Joint Ventures allow one to operate as above, and the older and wiser I get, the more I appreciate the power and sophistication offered by the Joint Venture systems I use. If you’re carrying a gun, make sure it’s not pointed at you.

Oct 01

I just noticed that a fellow with a massive database is following me on Twitter. He knows who I am. I could show him a simple, proven, safe, no-cost, risk-free system that he could introduce easily to his database. Conservatively, it would earn him $5,000 per month in passive income within three months. (No, it’s not Network Marketing.) Yet I can virtually guarantee that he won’t even consider it. Why? His giant ego. Seminar leaders, “gurus” and “trainers”, much like many of the owners of small and medium-sized business, allow their egos to steal massive potential profits from right under their noses.

We’re not in business to feel important or to impress people

We’re in business to make the most possible after-tax profit, with the least cost, time, risk, and effort. The fact is that most “gurus” and “entrepreneurs” are not really entrepreneurs – they’re really just slick salesmen and pitchmen. (Anthony “Sully” Sullivan, the well-known “Pitchman”, says, “Life’s a pitch, and then you die.”)  Smart entrepreneurs understand that Joint Ventures and strategic alliances are the most sophisticated tools in business – they’re strategic, they employ leverage, and they are scalable. And they’re not based on ego, but rather on profit.

When we get our egos under control, we suddenly see new options opening up.

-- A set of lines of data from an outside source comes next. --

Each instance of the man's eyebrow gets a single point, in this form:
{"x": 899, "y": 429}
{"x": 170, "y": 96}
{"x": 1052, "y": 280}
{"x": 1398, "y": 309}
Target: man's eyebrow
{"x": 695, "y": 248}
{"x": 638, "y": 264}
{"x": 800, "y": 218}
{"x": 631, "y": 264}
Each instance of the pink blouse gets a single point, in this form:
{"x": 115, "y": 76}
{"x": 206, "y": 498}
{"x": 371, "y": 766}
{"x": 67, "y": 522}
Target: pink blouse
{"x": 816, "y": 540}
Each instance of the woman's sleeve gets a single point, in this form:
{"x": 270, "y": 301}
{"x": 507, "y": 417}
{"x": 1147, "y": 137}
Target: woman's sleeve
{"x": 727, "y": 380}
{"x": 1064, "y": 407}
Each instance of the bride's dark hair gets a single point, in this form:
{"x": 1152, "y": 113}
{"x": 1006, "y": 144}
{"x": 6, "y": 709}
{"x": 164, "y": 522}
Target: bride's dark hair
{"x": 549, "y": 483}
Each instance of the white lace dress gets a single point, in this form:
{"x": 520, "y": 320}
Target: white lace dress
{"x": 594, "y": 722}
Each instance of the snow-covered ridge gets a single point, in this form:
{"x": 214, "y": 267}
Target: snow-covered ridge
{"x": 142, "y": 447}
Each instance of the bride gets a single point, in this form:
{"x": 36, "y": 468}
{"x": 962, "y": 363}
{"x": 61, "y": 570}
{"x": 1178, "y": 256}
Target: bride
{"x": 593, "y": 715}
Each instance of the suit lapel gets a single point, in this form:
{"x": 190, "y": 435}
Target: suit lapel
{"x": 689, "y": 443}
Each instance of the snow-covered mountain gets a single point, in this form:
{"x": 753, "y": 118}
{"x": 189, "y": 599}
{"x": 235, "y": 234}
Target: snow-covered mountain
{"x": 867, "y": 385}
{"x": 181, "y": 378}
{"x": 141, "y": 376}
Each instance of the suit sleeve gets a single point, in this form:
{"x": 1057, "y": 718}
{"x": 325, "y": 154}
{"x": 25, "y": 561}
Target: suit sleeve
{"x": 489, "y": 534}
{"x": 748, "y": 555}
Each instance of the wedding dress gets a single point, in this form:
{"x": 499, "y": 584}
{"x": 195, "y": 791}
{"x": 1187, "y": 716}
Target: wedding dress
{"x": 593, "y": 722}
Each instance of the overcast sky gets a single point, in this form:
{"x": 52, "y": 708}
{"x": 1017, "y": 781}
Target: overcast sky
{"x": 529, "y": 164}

Look at the people who make the really big money, and you’ll find that they seldom sell their time, they actually prefer not to be on a stage unless they have no other option, and they evaluate business opportunities objectively and rationally. When we get our egos under control, we suddenly see new options opening up. But for that, we need to understand the back-end, leverage, and positioning.

Calvin Coolidge said, “Civilization and profit go hand in hand.” Most wanna-be business owners are simply broke, desperate, self-employed salespeople, whose arrogance is exceeded only by their ignorance, yet these are the very people who allow their egos to dictate their business choices.  A big fish is a small, rancid pond is only impressive those to even more pathetic and needy than he is.

“Robin, It’s about the Bottom Line”

The most successful businessman with whom I was ever privileged to work, partnered with me in my business and taught me a very important lesson. He said, “Robin, it’s all about the bottom line. If you maintain your integrity and sublimate your personal feelings and pride, your profits will soar.  There is always going to be someone richer and smarter than you are – don’t try to be a legend in your own lunchtime, don’t believe your own PR and BS, and focus on the bottom line.” He was a very wealthy man, one of the most humble, soft-spoken people around, and very strong and disciplined.

If you want to feel important, act in a pantomime, join a service or fraternal club and rise in the ranks to get a title, or teach kids. If you want to get rich, focus on the bottom line.